Will try but am sure others can explain it better than I. The simple explanation is that with a sufficient salinity difference and a temperature gradient that is not too great, cooler fresher water is less dense than warmer saltier water. The arctic surface water is made fresher by precipitation, glacier runoff, iceberg and ice shelf melt water, river inflow (particularly over the shallow coastal shelf on the Siberian side) and also cycles of sea ice freeze and melt.
When seawater freezes it undergoes brine rejection as part of the crystallization process. How this can be viewed is water molecules at the freezing point impact the undersurface of other water molecules that are frozen or freezing and some percentage (it is at the scale where quantum mechanics kicks in so the behaviour is statistical) surrender kinetic energy, stick and enter the solid state thus releasing latent heat. Salt molecules are rejected in the process as not fitting into the crystalline structure. However, as I understand it some slight amount of salt becomes trapped and encapsulated in freezing water particles and incorporated into the ice. The rejected salt molecules create localized pockets of dense, very salty brine which rapidly sinks away into the depths. The sea ice as a consequence is substantially freshened versus the water from which it formed.

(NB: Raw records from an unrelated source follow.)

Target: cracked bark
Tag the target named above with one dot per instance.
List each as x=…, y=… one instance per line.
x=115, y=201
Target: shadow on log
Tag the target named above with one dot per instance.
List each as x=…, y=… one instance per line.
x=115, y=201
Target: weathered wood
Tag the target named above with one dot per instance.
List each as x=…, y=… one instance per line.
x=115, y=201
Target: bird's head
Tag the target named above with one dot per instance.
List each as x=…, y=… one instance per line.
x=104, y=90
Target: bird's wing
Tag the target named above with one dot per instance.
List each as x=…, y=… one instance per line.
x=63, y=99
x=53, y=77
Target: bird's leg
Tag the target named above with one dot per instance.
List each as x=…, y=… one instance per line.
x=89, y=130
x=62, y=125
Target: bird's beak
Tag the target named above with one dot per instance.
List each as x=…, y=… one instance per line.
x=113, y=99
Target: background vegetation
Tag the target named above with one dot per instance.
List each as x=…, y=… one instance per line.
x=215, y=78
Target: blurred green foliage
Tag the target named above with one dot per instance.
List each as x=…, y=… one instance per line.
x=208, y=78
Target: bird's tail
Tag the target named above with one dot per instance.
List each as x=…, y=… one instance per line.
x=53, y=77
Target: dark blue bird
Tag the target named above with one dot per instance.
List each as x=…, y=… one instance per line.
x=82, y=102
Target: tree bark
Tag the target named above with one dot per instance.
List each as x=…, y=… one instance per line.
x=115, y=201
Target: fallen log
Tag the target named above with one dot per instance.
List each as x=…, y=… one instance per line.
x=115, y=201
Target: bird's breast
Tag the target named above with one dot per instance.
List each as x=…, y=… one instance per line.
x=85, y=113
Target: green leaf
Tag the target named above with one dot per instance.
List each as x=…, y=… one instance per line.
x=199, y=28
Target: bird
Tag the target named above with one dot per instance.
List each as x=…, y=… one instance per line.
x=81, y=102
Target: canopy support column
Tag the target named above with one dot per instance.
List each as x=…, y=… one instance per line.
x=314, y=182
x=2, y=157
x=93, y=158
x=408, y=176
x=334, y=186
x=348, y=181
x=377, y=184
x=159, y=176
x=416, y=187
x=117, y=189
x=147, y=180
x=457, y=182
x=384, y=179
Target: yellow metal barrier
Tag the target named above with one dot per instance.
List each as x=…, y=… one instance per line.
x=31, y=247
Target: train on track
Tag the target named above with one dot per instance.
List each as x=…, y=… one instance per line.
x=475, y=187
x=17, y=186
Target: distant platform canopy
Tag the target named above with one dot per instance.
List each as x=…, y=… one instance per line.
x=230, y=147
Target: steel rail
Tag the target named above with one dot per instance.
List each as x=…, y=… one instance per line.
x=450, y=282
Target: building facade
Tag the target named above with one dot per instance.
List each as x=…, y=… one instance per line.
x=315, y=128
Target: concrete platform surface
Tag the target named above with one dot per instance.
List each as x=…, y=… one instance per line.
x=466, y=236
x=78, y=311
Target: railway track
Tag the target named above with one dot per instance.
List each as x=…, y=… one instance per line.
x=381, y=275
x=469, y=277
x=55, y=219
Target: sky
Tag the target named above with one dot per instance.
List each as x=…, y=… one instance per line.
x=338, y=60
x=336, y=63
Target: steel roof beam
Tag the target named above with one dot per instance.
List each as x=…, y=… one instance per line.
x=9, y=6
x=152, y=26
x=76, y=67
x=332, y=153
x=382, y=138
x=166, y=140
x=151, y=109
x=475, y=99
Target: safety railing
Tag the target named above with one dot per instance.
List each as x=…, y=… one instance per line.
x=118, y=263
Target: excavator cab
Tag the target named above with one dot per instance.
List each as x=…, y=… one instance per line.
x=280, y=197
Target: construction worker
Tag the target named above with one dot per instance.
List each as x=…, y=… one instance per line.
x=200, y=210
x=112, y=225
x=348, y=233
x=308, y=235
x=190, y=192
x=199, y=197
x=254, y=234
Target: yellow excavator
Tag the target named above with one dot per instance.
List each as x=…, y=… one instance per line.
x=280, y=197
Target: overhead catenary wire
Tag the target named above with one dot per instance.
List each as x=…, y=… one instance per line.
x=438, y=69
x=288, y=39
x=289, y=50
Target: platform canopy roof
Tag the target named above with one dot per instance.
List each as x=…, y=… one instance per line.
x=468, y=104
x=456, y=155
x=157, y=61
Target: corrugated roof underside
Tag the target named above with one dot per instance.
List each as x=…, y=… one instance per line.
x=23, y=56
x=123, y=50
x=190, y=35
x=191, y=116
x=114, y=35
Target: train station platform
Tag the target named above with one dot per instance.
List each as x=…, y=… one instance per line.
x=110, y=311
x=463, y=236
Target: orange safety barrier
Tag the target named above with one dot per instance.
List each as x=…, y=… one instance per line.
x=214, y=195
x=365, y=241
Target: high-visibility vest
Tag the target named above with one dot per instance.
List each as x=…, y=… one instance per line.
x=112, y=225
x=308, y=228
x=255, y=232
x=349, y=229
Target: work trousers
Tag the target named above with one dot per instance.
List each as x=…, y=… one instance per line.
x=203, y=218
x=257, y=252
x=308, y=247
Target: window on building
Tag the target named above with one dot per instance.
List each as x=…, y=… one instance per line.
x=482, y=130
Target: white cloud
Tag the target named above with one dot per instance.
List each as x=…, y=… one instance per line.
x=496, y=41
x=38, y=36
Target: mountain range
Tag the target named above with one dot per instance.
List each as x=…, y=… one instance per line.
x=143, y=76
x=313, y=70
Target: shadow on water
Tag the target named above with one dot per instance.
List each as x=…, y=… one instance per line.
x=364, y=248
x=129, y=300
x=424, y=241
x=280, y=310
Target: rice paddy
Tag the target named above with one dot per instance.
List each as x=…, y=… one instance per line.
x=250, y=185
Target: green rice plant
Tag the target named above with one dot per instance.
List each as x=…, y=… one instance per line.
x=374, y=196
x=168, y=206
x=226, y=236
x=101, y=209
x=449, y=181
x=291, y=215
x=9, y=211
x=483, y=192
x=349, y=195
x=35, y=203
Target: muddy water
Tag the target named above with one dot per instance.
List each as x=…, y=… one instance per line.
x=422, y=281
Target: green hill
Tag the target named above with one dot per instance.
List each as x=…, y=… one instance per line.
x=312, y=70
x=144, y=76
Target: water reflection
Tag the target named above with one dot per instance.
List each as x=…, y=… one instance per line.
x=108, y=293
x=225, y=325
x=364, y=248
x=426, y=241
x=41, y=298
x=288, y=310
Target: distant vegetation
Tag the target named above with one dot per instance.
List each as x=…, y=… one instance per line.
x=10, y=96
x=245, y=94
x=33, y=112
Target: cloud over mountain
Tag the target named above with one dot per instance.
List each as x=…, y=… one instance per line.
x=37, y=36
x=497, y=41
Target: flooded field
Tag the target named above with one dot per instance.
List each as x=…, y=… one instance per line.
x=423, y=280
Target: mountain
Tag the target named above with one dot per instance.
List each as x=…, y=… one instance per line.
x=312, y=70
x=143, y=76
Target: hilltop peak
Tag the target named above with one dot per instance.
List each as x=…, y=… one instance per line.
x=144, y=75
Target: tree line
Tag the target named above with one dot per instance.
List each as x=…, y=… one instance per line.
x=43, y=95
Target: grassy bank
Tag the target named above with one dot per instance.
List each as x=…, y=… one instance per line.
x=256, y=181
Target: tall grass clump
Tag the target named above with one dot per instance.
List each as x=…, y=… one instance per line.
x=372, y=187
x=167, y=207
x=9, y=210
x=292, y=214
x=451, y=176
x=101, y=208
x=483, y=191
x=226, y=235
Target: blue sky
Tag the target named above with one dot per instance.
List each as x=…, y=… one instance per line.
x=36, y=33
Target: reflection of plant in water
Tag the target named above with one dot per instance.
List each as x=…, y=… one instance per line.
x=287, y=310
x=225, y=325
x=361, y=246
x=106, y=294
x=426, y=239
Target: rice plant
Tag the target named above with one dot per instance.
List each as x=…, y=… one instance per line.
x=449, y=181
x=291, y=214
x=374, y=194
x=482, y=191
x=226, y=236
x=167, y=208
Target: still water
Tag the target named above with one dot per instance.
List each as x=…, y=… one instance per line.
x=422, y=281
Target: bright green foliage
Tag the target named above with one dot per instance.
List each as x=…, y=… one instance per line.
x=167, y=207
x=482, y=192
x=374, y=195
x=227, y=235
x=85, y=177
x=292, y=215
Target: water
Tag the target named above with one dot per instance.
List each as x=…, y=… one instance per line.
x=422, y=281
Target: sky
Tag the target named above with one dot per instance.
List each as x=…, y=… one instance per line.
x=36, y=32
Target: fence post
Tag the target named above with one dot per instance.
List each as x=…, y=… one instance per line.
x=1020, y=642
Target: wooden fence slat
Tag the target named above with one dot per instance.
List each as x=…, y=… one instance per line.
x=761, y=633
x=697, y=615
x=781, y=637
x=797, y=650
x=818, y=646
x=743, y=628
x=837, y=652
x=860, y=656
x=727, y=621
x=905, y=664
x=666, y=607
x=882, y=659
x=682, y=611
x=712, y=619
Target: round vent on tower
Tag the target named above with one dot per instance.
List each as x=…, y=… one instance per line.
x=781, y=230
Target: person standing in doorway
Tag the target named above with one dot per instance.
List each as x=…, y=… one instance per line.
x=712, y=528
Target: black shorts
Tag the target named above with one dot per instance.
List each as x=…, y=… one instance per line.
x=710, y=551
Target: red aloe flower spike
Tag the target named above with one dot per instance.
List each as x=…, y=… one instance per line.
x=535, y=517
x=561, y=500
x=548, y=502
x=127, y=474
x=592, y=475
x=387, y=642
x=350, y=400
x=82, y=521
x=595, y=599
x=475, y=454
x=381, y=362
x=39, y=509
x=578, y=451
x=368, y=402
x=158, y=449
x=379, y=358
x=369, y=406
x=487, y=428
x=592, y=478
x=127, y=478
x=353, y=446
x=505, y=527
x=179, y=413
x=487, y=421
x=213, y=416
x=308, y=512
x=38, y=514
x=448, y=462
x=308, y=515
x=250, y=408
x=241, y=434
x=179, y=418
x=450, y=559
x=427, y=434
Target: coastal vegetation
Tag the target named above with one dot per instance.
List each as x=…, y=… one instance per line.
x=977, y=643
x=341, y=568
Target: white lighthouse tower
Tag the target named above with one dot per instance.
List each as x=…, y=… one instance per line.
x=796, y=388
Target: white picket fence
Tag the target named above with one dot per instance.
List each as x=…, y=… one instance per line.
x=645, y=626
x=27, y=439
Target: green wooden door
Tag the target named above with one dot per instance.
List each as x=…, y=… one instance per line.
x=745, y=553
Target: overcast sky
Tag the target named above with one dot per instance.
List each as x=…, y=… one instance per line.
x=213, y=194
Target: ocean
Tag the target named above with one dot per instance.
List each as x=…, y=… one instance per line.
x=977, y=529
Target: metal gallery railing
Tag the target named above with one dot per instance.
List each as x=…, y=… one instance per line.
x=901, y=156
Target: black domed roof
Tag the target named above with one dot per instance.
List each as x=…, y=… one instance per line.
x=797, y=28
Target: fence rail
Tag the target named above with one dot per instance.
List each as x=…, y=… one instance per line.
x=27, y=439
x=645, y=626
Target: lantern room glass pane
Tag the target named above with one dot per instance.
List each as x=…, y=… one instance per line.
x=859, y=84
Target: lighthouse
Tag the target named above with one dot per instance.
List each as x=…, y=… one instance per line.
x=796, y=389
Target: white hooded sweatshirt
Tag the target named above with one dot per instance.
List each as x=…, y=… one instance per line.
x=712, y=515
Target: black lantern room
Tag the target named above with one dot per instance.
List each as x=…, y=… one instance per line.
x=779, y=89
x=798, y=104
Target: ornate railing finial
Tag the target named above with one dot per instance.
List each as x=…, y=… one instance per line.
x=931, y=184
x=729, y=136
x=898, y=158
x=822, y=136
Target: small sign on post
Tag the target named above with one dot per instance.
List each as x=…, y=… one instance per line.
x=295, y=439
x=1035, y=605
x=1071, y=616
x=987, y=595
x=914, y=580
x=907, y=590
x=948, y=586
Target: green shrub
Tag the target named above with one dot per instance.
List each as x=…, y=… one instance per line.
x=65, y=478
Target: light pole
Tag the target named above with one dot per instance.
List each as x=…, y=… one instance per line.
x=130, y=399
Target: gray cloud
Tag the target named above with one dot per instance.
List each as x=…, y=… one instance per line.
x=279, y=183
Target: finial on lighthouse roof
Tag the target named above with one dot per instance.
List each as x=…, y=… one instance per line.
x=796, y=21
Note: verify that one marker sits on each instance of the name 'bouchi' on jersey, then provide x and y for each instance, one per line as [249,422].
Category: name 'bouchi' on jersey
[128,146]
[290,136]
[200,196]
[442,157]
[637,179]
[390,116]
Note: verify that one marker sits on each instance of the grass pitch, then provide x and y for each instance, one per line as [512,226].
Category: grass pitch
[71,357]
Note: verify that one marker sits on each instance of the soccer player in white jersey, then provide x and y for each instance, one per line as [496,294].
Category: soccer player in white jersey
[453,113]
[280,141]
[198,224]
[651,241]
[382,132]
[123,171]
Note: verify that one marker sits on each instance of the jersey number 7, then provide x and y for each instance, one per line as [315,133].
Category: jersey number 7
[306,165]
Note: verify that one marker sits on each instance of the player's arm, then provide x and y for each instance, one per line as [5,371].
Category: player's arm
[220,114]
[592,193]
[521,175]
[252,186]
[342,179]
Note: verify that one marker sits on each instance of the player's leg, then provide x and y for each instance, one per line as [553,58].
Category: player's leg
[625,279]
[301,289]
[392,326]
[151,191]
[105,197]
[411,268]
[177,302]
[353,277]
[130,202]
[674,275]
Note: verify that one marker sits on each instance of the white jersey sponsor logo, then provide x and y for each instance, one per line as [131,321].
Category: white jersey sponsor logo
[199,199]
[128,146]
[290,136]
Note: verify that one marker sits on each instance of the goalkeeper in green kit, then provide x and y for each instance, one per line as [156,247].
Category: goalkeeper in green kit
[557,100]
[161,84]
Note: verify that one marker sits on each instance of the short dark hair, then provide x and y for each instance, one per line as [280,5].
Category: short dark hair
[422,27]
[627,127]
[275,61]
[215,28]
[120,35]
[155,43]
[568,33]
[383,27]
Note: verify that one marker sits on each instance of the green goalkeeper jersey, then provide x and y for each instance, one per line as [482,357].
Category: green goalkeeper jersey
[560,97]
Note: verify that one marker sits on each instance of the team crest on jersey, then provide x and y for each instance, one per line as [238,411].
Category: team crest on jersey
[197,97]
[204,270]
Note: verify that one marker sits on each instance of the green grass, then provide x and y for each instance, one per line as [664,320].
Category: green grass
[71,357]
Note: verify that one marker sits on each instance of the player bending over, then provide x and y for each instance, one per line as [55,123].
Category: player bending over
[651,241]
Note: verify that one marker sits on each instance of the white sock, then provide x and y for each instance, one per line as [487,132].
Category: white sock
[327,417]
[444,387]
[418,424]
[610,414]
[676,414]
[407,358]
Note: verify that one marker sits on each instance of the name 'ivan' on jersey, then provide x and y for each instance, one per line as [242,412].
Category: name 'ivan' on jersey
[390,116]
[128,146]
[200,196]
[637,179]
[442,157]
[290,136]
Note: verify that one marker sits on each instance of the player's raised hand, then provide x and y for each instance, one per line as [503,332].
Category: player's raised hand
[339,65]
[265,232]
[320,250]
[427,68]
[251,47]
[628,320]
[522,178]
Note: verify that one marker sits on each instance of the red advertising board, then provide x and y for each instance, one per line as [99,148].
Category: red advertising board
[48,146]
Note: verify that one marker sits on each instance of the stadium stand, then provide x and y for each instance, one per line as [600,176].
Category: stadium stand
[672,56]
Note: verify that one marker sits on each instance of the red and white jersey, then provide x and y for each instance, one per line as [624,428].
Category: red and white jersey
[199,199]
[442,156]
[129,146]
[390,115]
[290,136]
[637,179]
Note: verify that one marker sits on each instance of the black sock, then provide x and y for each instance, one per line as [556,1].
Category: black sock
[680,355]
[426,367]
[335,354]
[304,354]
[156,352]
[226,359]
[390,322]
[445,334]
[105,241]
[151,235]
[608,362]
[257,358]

When the sea ice subsequently melts the next melt season the resultant melt water creates a freshened lens of relatively cool less dense and salty water that floats on the warmer saltier currents below, much of which is North Atlantic surface currents that dive under the less dense Arctic Surface Water as they enter the Arctic proper, particularly once reaching the Nansen Basin which underlies the CAB on the Atlantic side where greater depth lends itself to more complex stratification. A similar process occurs on the Pacific side to a lesser degree due to the narrowness of the Bering Strait.
As we are still undergoing a draw down of sea ice volume, freeze season extent is diminishing slower that melt season extent, and there is considerable ongoing glacier melt inflow, there is still plenty of freshened melt water each season to somewhat maintain the stratification. The danger is that we will start to run out of non-Greenland glaciers at some point, the shallow Siberian side which is only 2% of Arctic water volume subsequently loses much of its freshening river and glacier inflow and these peripheral seas then see further extent and thickness reductions which lessens the brine rejection mechanism and a vicious feedback occurs where a saltier Arctic results in less sea ice formation, since saltier water freezes slower and at a lower temperature, which leads to a further increase in salinity and even less ice. Looking at the pattern this year is worrying.
It gets worse, as I understand it the Arctic surface water in the CAB, specifically over the Amundsen Basin is only slightly less saline that the warmer Atlantic waters below which means it has always been on the razors edge of breaking down. In the past this did not matter as the central arctic was proof against melting out. But it is vulnerable, if it ever has a BOE it will start to mix with Atlantic surface water once no more fresh melt water is being added and that Atlantic water is much harder to refreeze. That being said, we may see freshening of the CAB in the near term as more CAB melt starts to occur each year, delaying things a bit. However models that suggest we may get a BOE every now and then in the future may be painting a too rosy picture. BOEs likely create an environment that favors more BOEs, at some point it is probably a runaway phenomenon.